Posted by Alex in Bathroom Reader, Film on June 14, 2007 at 1:57 am

The following is an article from Bathroom Readers’ Institute 13th edition Uncle John’s All-Purpose Extra Strength Bathroom Reader.


Image Credit: Spiff 27 [Flickr]

In every film about Dracula, there’s a curse. But did the curse extend beyond the screen … and actually affect the people involved with bringing the character to life? Don’t dismiss the idea. Read these stories … and then decide.

Horace Liveright. The stage producer who brought Dracula – and later Frankenstein – to America made a fortune doing it. But he was a terrible businessman and spent money as fast as it came in. He made more than $2 million on Dracula alone, but was so slow to pay author Bram Stoker’s widow, Florence, the royalties she was due that he lost control of the stage rights in a dispute over a delinquent payment … of a mere $678.01. He died drunk, broke, and alone in New York in September 1933.

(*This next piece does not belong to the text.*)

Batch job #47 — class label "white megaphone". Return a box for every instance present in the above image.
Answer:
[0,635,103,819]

Helen Chandler. She was only 20 when she signed on to play the female lead Mina Murray in the 1931 film version of Dracula, but she was already close to the end of her film career. It was tragically shortened by a bad marriage and addictions to alcohol and sleeping pills. By the mid-1930s she was no longer able to find work in Hollywood, and in 1940 she was committed to a sanitarium. Ten years later she was severely burned after smoking and drinking in bed, in what may have been a suicide attempt. She died in 1965.

Dwight Frye. In the 1931 film, Frye played Renfield, the character who goes insane after meeting Dracula and spends the rest of the movie as Dracula’s slave. He performed so well in that part that he was offered a similar role in the movie version of Frankenstein, As Dr. Frankenstein’s hunchbacked assistant, Fritz.

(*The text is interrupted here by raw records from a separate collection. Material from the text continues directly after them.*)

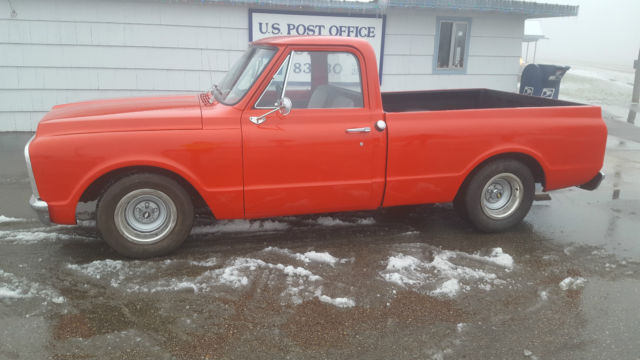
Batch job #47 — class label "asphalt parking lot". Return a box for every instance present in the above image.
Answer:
[0,127,640,359]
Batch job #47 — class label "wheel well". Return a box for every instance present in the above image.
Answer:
[79,166,213,217]
[456,153,546,197]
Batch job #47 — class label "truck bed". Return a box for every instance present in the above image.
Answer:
[382,89,581,112]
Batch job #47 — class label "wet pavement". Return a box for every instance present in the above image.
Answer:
[0,134,640,359]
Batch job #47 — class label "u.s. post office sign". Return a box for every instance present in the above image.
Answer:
[249,10,385,82]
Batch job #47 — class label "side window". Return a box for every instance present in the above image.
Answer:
[256,51,364,109]
[434,19,471,73]
[255,56,290,109]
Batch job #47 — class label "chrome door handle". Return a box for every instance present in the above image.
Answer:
[345,127,371,134]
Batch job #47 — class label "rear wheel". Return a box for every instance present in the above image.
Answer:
[454,159,535,232]
[97,173,193,258]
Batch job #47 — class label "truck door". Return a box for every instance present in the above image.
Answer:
[241,47,386,218]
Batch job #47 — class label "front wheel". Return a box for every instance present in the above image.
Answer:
[97,173,193,258]
[459,159,535,232]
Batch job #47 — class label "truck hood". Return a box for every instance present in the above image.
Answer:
[38,95,202,135]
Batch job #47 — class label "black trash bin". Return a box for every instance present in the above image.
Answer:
[520,64,571,99]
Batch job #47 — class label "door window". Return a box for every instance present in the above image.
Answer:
[256,51,364,109]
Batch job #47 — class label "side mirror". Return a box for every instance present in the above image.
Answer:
[277,97,293,115]
[249,97,293,125]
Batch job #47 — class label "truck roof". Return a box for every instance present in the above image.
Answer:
[253,35,370,48]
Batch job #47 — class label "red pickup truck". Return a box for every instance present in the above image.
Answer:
[25,37,607,257]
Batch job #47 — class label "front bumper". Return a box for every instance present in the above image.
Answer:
[29,195,51,225]
[578,172,604,190]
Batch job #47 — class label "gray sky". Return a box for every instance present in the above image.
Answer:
[537,0,640,70]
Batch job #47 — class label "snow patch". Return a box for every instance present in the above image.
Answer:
[0,270,66,304]
[558,276,587,291]
[263,246,351,266]
[0,215,27,224]
[318,295,356,308]
[380,248,514,297]
[470,248,513,269]
[431,279,460,297]
[191,220,289,235]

Unfortunately for him, he took it – and was promptly typecast as the monster’s/mad scientist’s assistant for the rest of his career. He didn’t get a chance to play any other type of role until 1944, when he was cast as the secretary of war in the film Wilson. Not long after he won the part, Frye had a heart attack on a Los Angeles bus and died before he was able to appear in the film.

Carl Laemmle, Jr. As president of Universal Pictures, he did more than anyone else to establish Universal as the horror movie studio of the 1930s. He left the studio after it was sold in 1936 and tried to establish himself as an independent producer. He never succeeded. A notorious hypochondriac, Laemmle eventually did come down with a debilitating disease – multiple sclerosis – in the early 1960s. He died in 1979 – 40 years to the day after the death of his father.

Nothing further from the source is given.